JPMorgan Chase reports profit in first quarter
16 April 2009
JPMorgan Chase & Co, the second-largest US bank by assets, has reported a profit for the first quarter on the back of record fixed-income trading revenue.
Earnings, however, fell 10 per cent to $2.14 billion, or 40 cents a share, compared with $2.37 billion, or 68 cents, a year earlier, the New York-based bank said in a statement. Per-share profit is expected to be 32 cents.
Like other banks, JPMorgan's loans are still seeing an increase in defaults. Credit costs amounted to $10 billion, JPMorgan said. CEO Jamie Dimon warned that this number could go higher if the recession intensifies, but added that his firm's robust capital levels comforted him. "These levels of capital and reserves, combined with our significant pre-provision earnings power, enable us to withstand an even worse economic scenario than we face today," Dimon said in a statement.
In spite of the credit costs, the company is benefiting from a jump in mortgage refinancing and deposits, as well as low interest rates. When a bank can borrow cheaply, it can profit more from lending and trading. JPMorgan said it extended $150 billion in new credit during the first quarter.
JPMorgan's investment bank pulled in a record profit of $1.6 billion on record revenue of $8.3 billion. A year ago, before JPMorgan bought the nearly collapsed investment bank Bear Stearns, that division had posted a loss. (See: JPMorgan Chase acquires Bear Stearns for $2 per share)
Its retail-banking unit earned $474 million, compared with last year's loss of $311 million. That business was helped by another acquisition - the thrift Washington Mutual Inc, which JPMorgan bought last fall. The WaMu acquisition also helped drive JPMorgan's commercial banking unit's income up 16 per cent to $338 million. (See: Federal Reserve seizes WaMu; auctions it to JPMorgan for $1.9 billion)
JPMorgan's card division, however, did poorly because of surging defaults. It posted a loss of $547 million, compared with a profit of $609 million last year. Asset management, Treasury and securities services, and the corporate lending unit also did worse in the first quarter than in the same period last year.
JPMorgan Chase is among a handful of banks that have hinted at their interest in repaying taxpayer funds, given the increasing restrictions imposed on banks participating in government rescue programmes. Goldman Sachs announced earlier this week that it would sell new stock to help pay back the government. But JPMorgan Chase did not give any further indication in its earnings release about when it might return funds to the US Treasury.

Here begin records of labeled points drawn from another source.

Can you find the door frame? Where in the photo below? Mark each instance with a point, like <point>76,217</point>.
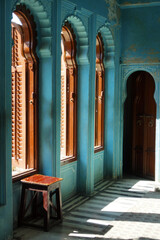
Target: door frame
<point>154,71</point>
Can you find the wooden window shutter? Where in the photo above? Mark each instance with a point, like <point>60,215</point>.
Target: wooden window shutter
<point>68,93</point>
<point>63,105</point>
<point>18,102</point>
<point>99,95</point>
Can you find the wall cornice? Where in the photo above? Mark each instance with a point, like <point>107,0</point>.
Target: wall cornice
<point>134,4</point>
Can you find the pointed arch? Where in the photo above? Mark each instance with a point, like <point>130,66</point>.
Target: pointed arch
<point>24,92</point>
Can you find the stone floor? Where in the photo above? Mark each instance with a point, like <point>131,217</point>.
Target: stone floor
<point>123,209</point>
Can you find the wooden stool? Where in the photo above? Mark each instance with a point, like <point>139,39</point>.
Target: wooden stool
<point>48,186</point>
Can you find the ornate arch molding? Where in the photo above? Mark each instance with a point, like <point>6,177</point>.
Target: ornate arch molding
<point>81,37</point>
<point>109,47</point>
<point>127,70</point>
<point>42,22</point>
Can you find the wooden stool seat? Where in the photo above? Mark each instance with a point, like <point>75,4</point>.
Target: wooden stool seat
<point>48,186</point>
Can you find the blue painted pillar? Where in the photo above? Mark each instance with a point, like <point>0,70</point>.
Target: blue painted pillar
<point>86,102</point>
<point>45,116</point>
<point>56,87</point>
<point>157,143</point>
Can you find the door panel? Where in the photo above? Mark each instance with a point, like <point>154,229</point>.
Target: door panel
<point>142,133</point>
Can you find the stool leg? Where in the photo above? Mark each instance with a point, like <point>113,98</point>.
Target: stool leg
<point>22,206</point>
<point>47,213</point>
<point>59,203</point>
<point>34,205</point>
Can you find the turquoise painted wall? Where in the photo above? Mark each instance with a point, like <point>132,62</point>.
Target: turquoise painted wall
<point>80,176</point>
<point>140,35</point>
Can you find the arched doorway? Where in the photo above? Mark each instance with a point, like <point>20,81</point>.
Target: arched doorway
<point>24,70</point>
<point>139,126</point>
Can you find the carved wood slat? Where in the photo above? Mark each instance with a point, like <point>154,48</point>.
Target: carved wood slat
<point>68,93</point>
<point>18,102</point>
<point>99,96</point>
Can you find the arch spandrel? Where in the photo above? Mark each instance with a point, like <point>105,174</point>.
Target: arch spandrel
<point>43,24</point>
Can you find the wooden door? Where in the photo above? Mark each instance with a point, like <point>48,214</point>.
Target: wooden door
<point>144,119</point>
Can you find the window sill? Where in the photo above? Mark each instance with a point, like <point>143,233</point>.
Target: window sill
<point>21,175</point>
<point>68,160</point>
<point>98,149</point>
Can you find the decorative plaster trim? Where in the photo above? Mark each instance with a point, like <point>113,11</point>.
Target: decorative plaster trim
<point>43,22</point>
<point>109,47</point>
<point>82,39</point>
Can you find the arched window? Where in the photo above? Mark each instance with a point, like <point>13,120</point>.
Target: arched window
<point>24,93</point>
<point>68,94</point>
<point>99,95</point>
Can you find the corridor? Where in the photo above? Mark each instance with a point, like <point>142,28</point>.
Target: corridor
<point>123,209</point>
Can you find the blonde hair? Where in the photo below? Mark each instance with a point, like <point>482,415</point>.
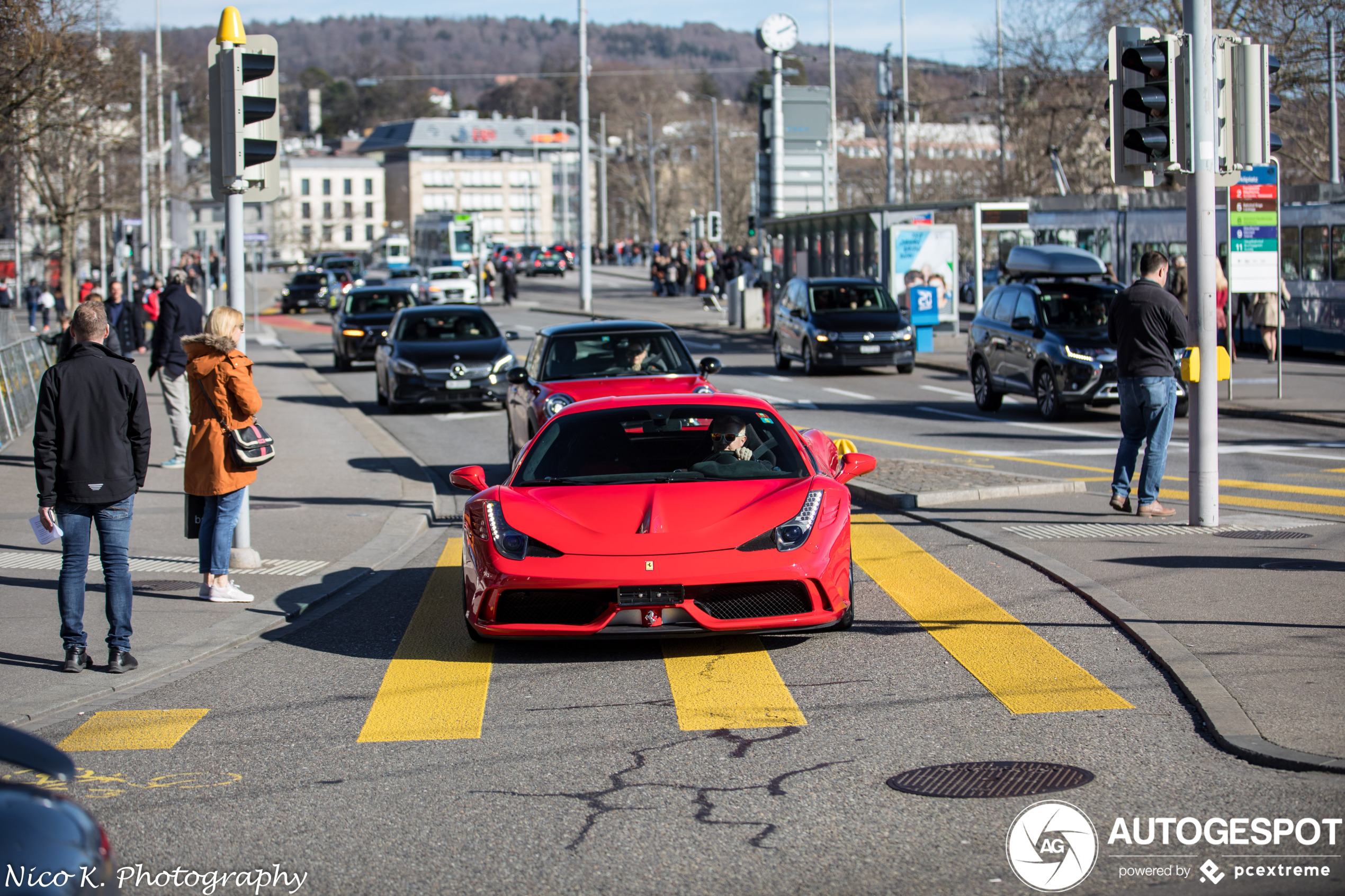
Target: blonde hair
<point>223,320</point>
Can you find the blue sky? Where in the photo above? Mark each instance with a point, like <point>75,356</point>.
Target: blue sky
<point>934,31</point>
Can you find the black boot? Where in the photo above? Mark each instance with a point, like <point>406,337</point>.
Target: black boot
<point>77,660</point>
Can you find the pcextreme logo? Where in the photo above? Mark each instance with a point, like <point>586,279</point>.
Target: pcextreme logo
<point>1052,845</point>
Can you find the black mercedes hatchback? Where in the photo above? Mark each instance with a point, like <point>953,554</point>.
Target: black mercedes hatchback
<point>840,321</point>
<point>440,354</point>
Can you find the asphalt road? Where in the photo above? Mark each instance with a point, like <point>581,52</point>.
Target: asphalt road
<point>580,774</point>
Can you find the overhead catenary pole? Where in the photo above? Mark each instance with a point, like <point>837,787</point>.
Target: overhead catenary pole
<point>586,216</point>
<point>1203,458</point>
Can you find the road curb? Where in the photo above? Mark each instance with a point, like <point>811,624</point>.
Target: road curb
<point>1229,725</point>
<point>895,500</point>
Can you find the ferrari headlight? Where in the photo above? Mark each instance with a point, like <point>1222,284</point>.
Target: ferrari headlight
<point>557,402</point>
<point>510,543</point>
<point>794,532</point>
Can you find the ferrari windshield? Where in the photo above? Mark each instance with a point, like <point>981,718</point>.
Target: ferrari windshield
<point>572,358</point>
<point>661,444</point>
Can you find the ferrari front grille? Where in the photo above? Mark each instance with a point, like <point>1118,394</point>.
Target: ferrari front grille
<point>553,607</point>
<point>751,600</point>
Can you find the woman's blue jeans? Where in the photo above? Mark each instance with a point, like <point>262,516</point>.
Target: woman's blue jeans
<point>217,531</point>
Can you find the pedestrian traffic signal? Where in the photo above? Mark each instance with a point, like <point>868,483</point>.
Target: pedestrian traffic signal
<point>244,112</point>
<point>1253,103</point>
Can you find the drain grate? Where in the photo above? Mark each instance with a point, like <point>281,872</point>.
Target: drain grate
<point>165,585</point>
<point>987,780</point>
<point>1265,535</point>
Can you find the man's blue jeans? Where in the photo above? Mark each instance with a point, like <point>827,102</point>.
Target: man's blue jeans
<point>217,531</point>
<point>113,522</point>
<point>1147,405</point>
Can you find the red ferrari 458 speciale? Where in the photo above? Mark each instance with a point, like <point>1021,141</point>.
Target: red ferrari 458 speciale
<point>662,515</point>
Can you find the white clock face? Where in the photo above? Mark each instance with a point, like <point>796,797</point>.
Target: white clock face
<point>779,33</point>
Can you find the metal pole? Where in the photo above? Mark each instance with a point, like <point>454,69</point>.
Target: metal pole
<point>776,136</point>
<point>715,136</point>
<point>602,183</point>
<point>1334,112</point>
<point>1000,70</point>
<point>146,234</point>
<point>1200,229</point>
<point>905,112</point>
<point>890,121</point>
<point>654,193</point>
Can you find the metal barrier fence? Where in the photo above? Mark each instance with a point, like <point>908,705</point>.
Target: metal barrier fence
<point>22,366</point>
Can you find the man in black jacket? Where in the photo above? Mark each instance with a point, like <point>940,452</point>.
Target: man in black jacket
<point>180,315</point>
<point>1147,325</point>
<point>91,446</point>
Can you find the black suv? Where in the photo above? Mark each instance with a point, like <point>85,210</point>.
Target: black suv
<point>840,321</point>
<point>1044,333</point>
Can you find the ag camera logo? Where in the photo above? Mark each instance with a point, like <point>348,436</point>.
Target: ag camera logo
<point>1052,847</point>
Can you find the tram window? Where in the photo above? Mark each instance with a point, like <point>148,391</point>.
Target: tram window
<point>1289,260</point>
<point>1314,253</point>
<point>1338,251</point>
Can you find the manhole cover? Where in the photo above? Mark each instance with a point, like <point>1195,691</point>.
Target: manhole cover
<point>1265,535</point>
<point>982,780</point>
<point>1288,566</point>
<point>166,585</point>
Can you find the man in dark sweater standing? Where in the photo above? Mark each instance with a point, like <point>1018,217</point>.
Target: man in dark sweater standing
<point>91,446</point>
<point>1146,324</point>
<point>180,315</point>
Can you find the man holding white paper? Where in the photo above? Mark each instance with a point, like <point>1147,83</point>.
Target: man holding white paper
<point>91,448</point>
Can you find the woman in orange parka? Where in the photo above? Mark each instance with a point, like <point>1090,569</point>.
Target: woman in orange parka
<point>220,378</point>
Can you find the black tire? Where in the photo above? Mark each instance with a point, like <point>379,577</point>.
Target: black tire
<point>1050,402</point>
<point>988,400</point>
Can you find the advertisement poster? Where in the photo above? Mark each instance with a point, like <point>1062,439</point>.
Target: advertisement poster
<point>926,256</point>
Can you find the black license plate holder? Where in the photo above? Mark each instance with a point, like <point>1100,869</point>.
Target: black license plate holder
<point>650,595</point>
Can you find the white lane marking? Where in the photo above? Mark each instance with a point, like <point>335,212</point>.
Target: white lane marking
<point>776,400</point>
<point>1048,428</point>
<point>858,395</point>
<point>466,415</point>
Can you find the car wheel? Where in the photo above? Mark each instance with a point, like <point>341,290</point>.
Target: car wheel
<point>988,400</point>
<point>1048,397</point>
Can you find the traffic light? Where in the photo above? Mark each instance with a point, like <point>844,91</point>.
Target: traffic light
<point>1251,66</point>
<point>1157,94</point>
<point>244,112</point>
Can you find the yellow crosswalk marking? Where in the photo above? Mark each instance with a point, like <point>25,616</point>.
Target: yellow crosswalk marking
<point>132,730</point>
<point>435,687</point>
<point>727,683</point>
<point>1016,664</point>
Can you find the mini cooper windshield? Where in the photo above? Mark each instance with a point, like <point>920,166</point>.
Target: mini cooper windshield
<point>662,444</point>
<point>572,358</point>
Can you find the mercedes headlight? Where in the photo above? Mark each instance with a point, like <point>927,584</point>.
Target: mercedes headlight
<point>556,402</point>
<point>794,532</point>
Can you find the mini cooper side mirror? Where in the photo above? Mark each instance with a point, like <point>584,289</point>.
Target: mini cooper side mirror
<point>853,465</point>
<point>469,477</point>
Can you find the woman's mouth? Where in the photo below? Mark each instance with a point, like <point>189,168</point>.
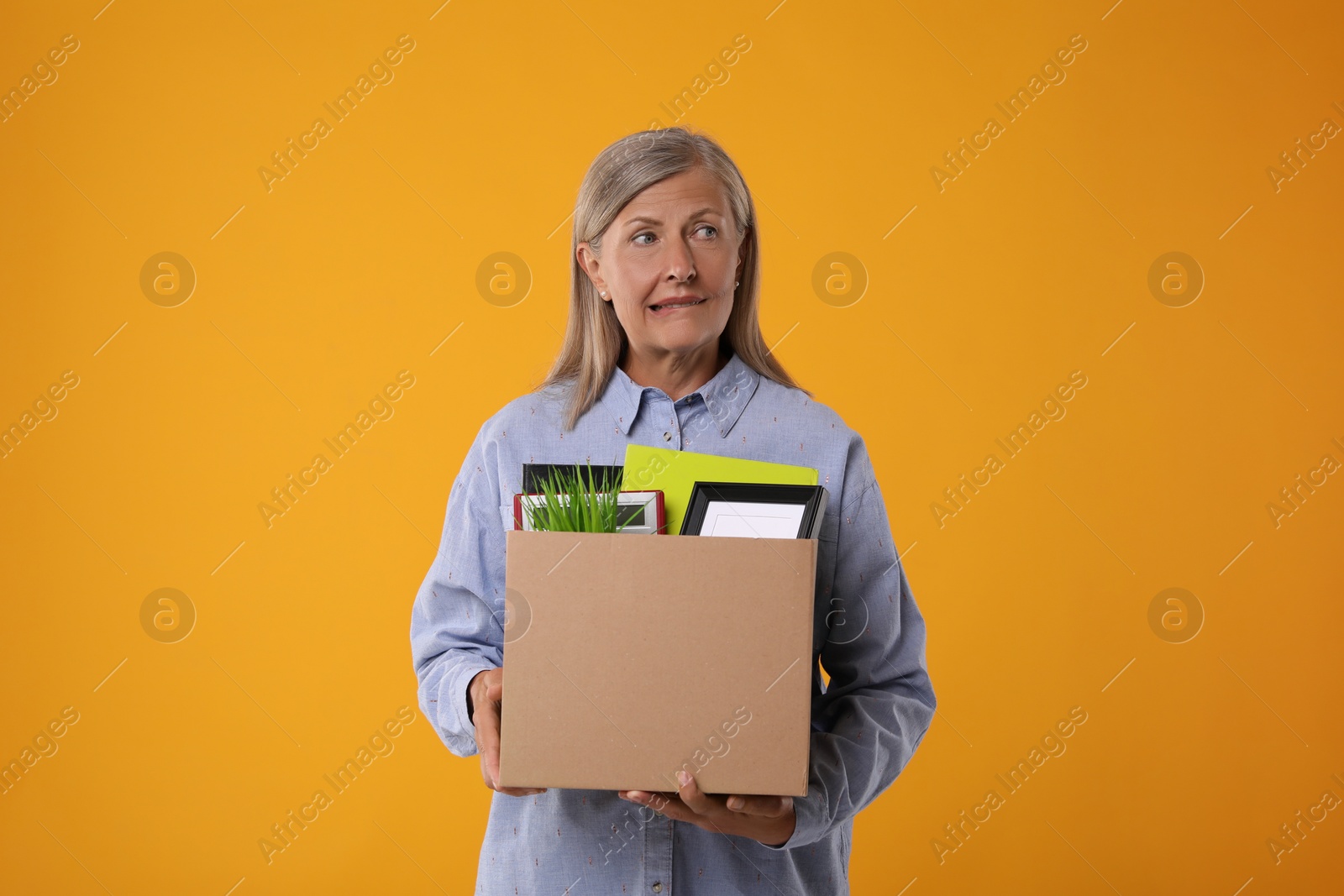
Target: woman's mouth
<point>671,307</point>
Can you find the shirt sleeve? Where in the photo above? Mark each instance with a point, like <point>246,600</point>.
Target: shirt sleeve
<point>459,613</point>
<point>879,701</point>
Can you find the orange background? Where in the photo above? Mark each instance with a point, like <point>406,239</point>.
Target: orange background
<point>1032,264</point>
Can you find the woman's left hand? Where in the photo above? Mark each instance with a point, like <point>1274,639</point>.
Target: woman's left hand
<point>769,820</point>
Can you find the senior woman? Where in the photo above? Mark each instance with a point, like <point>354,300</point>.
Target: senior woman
<point>664,348</point>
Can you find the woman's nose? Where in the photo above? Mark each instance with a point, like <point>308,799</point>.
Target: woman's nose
<point>680,261</point>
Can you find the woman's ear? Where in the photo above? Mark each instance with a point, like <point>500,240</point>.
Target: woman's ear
<point>589,261</point>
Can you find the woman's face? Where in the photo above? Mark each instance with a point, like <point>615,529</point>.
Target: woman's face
<point>674,244</point>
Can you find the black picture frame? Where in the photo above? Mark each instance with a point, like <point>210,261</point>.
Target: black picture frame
<point>812,499</point>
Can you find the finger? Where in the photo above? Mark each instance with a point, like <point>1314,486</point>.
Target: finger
<point>488,735</point>
<point>691,795</point>
<point>763,806</point>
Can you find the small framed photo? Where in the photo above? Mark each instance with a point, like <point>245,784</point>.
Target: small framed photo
<point>756,511</point>
<point>636,512</point>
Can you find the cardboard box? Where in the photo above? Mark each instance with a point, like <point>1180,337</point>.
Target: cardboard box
<point>631,658</point>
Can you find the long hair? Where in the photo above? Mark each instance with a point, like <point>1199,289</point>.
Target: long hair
<point>595,338</point>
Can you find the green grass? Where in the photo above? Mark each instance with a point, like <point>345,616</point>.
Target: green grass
<point>569,506</point>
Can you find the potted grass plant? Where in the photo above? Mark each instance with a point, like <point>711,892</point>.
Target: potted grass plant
<point>573,504</point>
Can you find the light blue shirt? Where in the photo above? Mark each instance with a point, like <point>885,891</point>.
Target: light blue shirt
<point>869,634</point>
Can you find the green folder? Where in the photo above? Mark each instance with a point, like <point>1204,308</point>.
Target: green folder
<point>675,473</point>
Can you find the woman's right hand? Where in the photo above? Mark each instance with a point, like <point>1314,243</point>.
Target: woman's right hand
<point>484,696</point>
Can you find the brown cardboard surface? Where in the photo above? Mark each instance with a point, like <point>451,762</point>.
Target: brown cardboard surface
<point>631,658</point>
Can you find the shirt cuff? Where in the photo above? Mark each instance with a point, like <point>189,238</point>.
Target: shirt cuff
<point>808,825</point>
<point>459,696</point>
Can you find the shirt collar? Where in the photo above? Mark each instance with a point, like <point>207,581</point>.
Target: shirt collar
<point>725,396</point>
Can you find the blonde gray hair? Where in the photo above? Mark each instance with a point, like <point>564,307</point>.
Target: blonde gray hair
<point>595,338</point>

Chase's encouraging results come on the heels of impressive numbers put up in the last week by two of its biggest rivals - Goldman Sachs and Wells Fargo. Goldman Sachs reported a profit of $1.8 billion earlier this week - which topped Wall Street estimates. San Francisco-based Wells Fargo said late last week it expected to book a record profit of $3 billion in the latest quarter, also higher than Wall Street's forecasts.
Following Chase's report, investors' eyes will now turn to two of the nation's most embattled banks - Citigroup and Bank of America. Citi and BoA are slated to report their first quarter numbers on Friday and Monday, respectively.